Night of the Scarecrow (1995)

directed by jeff burr
republic pictures/steve white entertainment

So, one of the actors in this picture was driving me nuts with his strained, nigh-unintelligible gibbering and his painfully restricted movements, and I just HAD to find out who he was … and it turned out to be Crispin Glover’s father, who purportedly is also an acting teacher. So I definitely learned something from this hokey, by-the-book bit of B-grade nonsense. Just about every cliché in the book is hauled out here – estranged daughter returns to small town! Her dad’s the mayor! She hooks up with the hot local guy! There’s trouble! And an ancient curse! Or something! – with the only novel touches being a few of the ways the, uh, demonic scarecrow kills or maims his victims. It’s entertaining, really, but man, is it ever generic. Which ceased to surprise me once I discovered that the director also was behind the camera for the equally uninspired Leatherface.

why did i watch this movie?

It sounded like a hell of an improvement over the previous strawman-themed picture I viewed. I thrilled to the prospect.

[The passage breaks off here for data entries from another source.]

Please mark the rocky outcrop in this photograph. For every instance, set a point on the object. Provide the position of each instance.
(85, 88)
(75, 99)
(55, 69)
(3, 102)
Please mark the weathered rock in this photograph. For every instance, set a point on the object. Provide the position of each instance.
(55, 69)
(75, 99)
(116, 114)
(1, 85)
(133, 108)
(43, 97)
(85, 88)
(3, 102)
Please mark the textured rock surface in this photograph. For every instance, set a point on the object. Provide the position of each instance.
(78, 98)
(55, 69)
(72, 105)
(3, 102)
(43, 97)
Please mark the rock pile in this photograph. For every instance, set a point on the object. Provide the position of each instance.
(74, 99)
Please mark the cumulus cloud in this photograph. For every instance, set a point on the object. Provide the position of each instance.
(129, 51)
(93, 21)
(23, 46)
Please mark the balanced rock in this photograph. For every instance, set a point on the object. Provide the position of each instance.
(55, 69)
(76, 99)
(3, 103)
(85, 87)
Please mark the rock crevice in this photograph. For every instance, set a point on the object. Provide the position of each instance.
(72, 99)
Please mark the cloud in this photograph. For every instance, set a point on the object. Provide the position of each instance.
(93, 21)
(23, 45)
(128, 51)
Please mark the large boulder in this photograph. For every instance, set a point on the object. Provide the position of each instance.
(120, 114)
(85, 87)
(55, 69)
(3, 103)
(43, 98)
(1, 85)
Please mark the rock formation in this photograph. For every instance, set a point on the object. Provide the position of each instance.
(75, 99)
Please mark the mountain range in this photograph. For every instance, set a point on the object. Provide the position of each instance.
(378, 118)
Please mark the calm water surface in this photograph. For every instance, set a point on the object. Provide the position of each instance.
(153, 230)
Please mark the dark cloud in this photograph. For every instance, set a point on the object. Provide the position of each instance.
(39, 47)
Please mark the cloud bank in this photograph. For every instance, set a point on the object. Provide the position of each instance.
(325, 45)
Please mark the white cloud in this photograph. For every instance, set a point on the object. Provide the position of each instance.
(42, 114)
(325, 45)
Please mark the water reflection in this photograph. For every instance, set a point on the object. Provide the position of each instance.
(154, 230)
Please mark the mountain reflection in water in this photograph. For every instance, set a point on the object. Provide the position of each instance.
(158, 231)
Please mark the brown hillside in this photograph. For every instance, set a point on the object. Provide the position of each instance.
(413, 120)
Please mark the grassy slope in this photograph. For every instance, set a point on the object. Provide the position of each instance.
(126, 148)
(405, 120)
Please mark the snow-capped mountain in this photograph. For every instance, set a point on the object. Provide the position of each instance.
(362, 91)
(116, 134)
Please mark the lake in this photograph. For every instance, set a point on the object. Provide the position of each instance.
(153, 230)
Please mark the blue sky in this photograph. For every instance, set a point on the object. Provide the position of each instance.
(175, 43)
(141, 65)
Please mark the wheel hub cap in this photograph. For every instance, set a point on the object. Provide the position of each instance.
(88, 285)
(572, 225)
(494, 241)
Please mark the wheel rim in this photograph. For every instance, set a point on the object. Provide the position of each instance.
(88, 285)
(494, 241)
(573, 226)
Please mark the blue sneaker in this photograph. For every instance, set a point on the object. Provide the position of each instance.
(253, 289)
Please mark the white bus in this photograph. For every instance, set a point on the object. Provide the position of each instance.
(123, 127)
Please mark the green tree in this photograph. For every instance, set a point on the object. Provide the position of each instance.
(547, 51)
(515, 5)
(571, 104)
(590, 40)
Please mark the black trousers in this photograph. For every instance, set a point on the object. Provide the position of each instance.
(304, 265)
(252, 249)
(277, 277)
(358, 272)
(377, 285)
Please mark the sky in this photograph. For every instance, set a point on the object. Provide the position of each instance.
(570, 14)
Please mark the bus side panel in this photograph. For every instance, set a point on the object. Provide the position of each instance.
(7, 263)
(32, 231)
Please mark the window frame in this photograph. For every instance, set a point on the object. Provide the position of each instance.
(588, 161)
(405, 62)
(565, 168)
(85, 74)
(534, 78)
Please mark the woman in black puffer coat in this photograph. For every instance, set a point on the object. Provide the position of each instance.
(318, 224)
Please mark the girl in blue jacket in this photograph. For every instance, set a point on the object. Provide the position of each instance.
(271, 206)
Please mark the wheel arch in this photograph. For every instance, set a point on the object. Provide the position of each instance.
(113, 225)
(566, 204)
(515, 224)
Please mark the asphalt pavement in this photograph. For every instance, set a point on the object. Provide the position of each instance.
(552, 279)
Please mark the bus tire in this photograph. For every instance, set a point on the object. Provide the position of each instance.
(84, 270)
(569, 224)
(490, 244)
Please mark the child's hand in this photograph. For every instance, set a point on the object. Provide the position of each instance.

should you watch this movie?

It really isn’t the type of work one should watch on purpose, unless it involves nostalgia for the heartland fetish of decades long past. (Today’s politicized heartland fetish is different.)

highlight and low point

The evil possessed scarecrow is a kind of highlight, I guess, and the flashback scenes are endearingly slapdash. The ridiculous caricature of the extended family would have to be seen to be believed, and the backlot politics implicit in the details differentiating the women’s roles seemingly would’ve been intrigung. Overall, however, this one feels as though the script was churned out in little more time than it takes to watch the finished product.